Despite the improvement, it will be some time before Burrow truly plays like himself.


Dana Jr.: Bengals can’t avoid problems exposed by NFL opponents

Vikings pay attention to Mahomes for first time

The Minnesota Vikings haven’t played the Kansas City Chiefs since the 2019 season, and the Chiefs had Matt Moore under center that day instead of Patrick Mahomes. So while Kansas City has had prominence and success during the Mahomes and Andy Reid era, what the Vikings see today will be new.

Minnesota safety and captain Josh Metellus told me on the phone after Saturday’s practice that the Vikings watched film from last Sunday’s game against the Jets and it was a good reminder that Don’t be intimidated by the Chiefs’ offensive prowess.

“Defensively, you’re fascinated by what guys like Patrick Mahomes and Travis Kelce are doing and the different offenses that Andy Reid likes to run,” Metellus said. “For us, the game is going to be played very fast. It’s all about being fast. Like I said, you can get obsessed with what’s going on. You might find yourself watching rather than playing, and our Coach has been doing a great job of putting us in positions where we can play fast and not have to think too much.”

Since Mahomes started in 2018, Mahomes and Kelce have combined for 513 receptions, 6,474 yards and 48 touchdowns in 81 regular season games.
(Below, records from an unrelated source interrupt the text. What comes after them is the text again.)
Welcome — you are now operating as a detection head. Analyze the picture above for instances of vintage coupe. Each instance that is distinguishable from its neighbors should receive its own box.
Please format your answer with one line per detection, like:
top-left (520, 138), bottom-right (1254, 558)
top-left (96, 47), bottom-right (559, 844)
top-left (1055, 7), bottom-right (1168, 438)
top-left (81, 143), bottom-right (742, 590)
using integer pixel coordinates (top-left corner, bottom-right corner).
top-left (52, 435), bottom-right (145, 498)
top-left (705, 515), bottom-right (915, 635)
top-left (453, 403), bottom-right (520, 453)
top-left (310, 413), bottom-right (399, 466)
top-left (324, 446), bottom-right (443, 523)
The Ravens have dealt with significant injuries across the field, but their overall health has improved over the past week with the return of receivers Odell Beckham Jr. and Rashod Bateman . Between the injuries at the Ravens’ outside linebacker position and the Steelers’ injuries at the offensive line position, it’s going to be a chess game for both coordinators in the passing game. Look for Ravens defensive coordinator Mike Macdonald to use his pressure package to test Kenny Pickett’s injured knee and attack the Steelers’ porous offensive line.

control christians

Christian McCaffrey averages 25 touches per game, and the Cowboys defense knows he’s a huge challenge. I’m told that in the Cowboys’ defensive meetings this week, they focused on snapping, making sure their speed was utilized and their players were in swarming positions. As one team source texted, “CMC makes people miss, so everyone’s effort and speed are critical to minimizing gains after the catch.”

Defenses will also look to disrupt Brock Purdy’s rhythm and timing with his pass catchers.


Cowboys vs. 49ers, Week 5: Big NFC matchups, key matchups and predictions

trade talk

Three trades completed in two days later this week, Randy Gregory to 49ers, Chase Claypool to Dolphins, J.C. Jackson Join the Patriots. They are all dissatisfied players looking for a new home and only need minimal compensation to get it.

With the league’s Oct. 31 trade just over three weeks away, teams that consider themselves contenders may want to add talent, while teams that don’t contend may want to increase draft capital. After discussions with league sources, here are some early conversations:

Since cutting Chandler Jones, the Raiders have been busy searching around the league for a pass rusher. They are looking for a player-for-player swap and may not want to give up too much.

Carolina has been shopping around at wide receiver and other positions. The Panthers have signaled to other teams that they are not interested in trading players for draft picks.

The Texans have fielded calls from teams looking for a veteran quarterback, but I’m told Case Keenum is unavailable as Houston relies on his experience and veteran leadership in the quarterback room.

At this time, I’m told the Broncos have no plans to move any offensive players. That’s despite receivers Jerry Jeudy and Courtland Sutton drawing trade interest this offseason.